This year marks the 175th anniversary of the Woods or Crow Wing Branch of the Red River Oxcart trail through Wadena County. You can't follow this path today without some guessing and extensive consent from private landowners, but new signage allows those passing by to at least remember that oxcarts full of important items once rambled through this region, seeking safe passage to prosperity.

Standing by the new signage is Tom Crawford, Old Wadena Society (left); Ryan Odden, Wadena County Highway Engineer; Wadena County Commissioner Chuck Horsager and John Crandall, Old Wadena Society member. Crandall supplied the historical research for the locations.  The new signs are in place of wooden signs erected in the early 1970s by members of the Wadena County Historical Society. Those early signs have mostly disappeared.
Submitted photo
Standing by the new signage is Tom Crawford, Old Wadena Society (left); Ryan Odden, Wadena County Highway Engineer; Wadena County Commissioner Chuck Horsager and John Crandall, Old Wadena Society member. Crandall supplied the historical research for the locations. The new signs are in place of wooden signs erected in the early 1970s by members of the Wadena County Historical Society. Those early signs have mostly disappeared. Submitted photo

Other than Native Americans, the oxcart trail brought the first people into Wadena County with the Meti people who drove the oxcarts from the Winnipeg and Pembina area through here on their way to Fort Snelling. Once there, they sold the furs, the carts were taken apart and the wood sold. The Meti turned around and walked back along the trail to Pembina and Winnipeg, returning again the next year.

Recently Wadena County Highway Department staff installed new signage marking the locations of the trail. Old Wadena Society member John Crandall supplied the historical research for the locations. The new signs are in place of wooden signs erected in the early 1970s by members of the Wadena County Historical Society. Those early signs have mostly disappeared. Old Wadena Society President Thomas Crawford said there were a few that felt it important to erect the wooden signs years ago, and he felt it was still an important marker of the area history.

"Those three or four early WCHS people were real heroes in preserving and promoting the county’s early days. We felt if they had put in the time to mark the trail through the county, the least we could do is repeat their project, but use signs that hopefully will last forever," Crawfard said.

Crandall said the new signs are likely within 30 feet of the original ox cart trail and are located on four major highways in the county including:

  • County Road 29 where the trail exits Old Wadena County Park,
  • County Road 26,
  • County Road 23
  • Count Road 4, near Wards Auto in Wadena.

The trail then heads into Otter Tail County towards Detroit Lakes, according to Crandall.

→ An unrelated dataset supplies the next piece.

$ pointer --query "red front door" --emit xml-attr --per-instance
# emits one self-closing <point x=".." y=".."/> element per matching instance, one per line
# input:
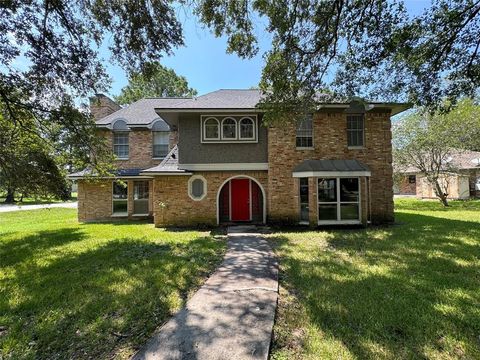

The oxcart trails that passed through Minnesota were used to avoid areas of conflict.
Map courtesy US Census
The oxcart trails that passed through Minnesota were used to avoid areas of conflict. Map courtesy US Census

Crandall said the project was able to come together thanks to a generous donation from the Duane Lund estate. Lund passed away in December 2016 and was a well-known historian, author and former Staples School Superintendent.

"We thought it would be fitting," Crandall said of using a portion of the funds to preserve this piece of history.

Using those funds, signs were purchased and Wadena County donated use of sign posts and time to install them. Crandall was not sure how he might locate the trail crossing at first, but soon ran across some old survey maps he had requested years ago when he was working on a history book. Working with the county, he laid those maps over modern-day maps and was able to get very close.

"As close as we could get," Crandall said. "We just wanted them close enough for people to go by and know it's there."

Crandall is not aware of any signs of visible trail remaining. The closest would be in Old Wadena Park just north of the sign indicating the old ferry crossing. There was once a visible cut in the river bank where the oxen and carts would work their way up and out of the cool waters of the Crow Wing River. If you don't mind a bit of an adventure, you might be able to spot the remnants of this trail, not used for some 150 years.

The ox cart trail enters Wadena County’s eastern boundary by crossing the Crow Wing River and climbing the bank at Old Wadena. The trail is a major part of the park’s history.

Crawford said he hadn't heard of the trail until he moved to the Staples area.

"What has intrigued me are stories of how the oxcarts, which had no grease or oil, squeaked with every inch that it traveled," Crawfard said. "A whole train of carts must have raised a noise that could be heard for miles. Today people complain about the sound of trains waking them up at night. Wonder what anyone along the trail thought about the noisy train of ox drawn, wooden carts. that’s just another piece of the history that we don’t want to lose."